Migrant Hawker. Yellow 'golf-tee'-shaped mark at top of abdomen is diagnostic. The species looks quite a small Dragonfly when in the air, but rather more substantial when grounded. (Photo: Chris Rose).

Migrant Hawker. Yellow ‘golf-tee’-shaped mark at top of abdomen is diagnostic. The species looks quite a small Dragonfly when in the air, but rather more substantial when grounded. (Photo: Chris Rose).

A single Southern Hawker (Aeshna cyanea) was also spotted and photographed near Alder Close, taking Crossness / Erith Marshes to a confirmed 15 species of Odonata, level with previous leader Footscray Meadows, though it should be noted that there has been no sign of Emerald Damselfly at the marshes site recently.

Male Southern Hawker on the bund adjacent to the southern part of Great Breach Dyke.
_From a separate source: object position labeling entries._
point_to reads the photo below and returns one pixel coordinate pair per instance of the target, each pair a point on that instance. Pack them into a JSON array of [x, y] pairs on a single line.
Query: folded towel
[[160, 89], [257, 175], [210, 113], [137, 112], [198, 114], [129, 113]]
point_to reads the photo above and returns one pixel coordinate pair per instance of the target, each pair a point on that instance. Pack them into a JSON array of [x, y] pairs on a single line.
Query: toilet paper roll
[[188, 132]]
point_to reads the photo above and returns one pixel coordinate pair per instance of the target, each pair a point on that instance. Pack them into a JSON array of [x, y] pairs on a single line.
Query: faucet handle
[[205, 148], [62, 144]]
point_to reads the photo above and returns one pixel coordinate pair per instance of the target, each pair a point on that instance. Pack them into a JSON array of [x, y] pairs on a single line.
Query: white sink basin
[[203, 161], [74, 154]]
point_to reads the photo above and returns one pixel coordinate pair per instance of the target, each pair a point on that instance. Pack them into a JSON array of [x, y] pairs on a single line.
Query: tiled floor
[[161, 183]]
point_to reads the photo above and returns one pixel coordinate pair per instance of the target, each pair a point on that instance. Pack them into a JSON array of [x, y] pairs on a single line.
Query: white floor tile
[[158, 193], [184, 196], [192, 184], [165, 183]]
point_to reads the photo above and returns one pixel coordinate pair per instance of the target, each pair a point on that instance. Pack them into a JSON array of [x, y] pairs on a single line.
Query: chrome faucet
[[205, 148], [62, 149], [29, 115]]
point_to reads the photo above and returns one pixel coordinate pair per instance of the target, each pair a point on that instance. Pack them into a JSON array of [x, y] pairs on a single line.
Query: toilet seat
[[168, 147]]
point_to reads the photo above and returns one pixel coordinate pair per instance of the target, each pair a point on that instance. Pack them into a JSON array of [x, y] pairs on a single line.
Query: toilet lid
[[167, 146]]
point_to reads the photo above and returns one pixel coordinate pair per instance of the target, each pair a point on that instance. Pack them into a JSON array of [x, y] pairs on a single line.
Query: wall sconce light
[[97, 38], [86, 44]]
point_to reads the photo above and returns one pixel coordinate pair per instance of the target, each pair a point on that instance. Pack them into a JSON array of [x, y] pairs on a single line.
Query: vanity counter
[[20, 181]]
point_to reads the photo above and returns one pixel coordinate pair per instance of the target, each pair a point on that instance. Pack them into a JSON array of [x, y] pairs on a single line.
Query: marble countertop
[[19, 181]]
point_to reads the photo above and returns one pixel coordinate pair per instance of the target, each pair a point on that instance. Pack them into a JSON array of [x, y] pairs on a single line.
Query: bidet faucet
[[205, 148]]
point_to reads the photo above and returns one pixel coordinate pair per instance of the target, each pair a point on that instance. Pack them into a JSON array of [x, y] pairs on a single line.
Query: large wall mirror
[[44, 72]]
Note the large green antehumeral stripes behind the eyes, and the fact the colour at the end of the abdomen is in two solid crossbands, rather than more paired spots. (Photo: Chris Rose)

Male Southern Hawker on the bund adjacent to the southern part of Great Breach Dyke. Note the large green antehumeral stripes behind the eyes, and the fact that the colour at the end of the abdomen is in two solid crossbands, rather than further paired spots. (Photo: Chris Rose)

Side view of the Southern Hawker showing the very broad apple green bands on the side of the thorax. (Photo: CHris Rose)

Side view of the Southern Hawker showing the very broad apple green bands on the side of the thorax. (Photo: Chris Rose)

A solitary Common Darter was also seen.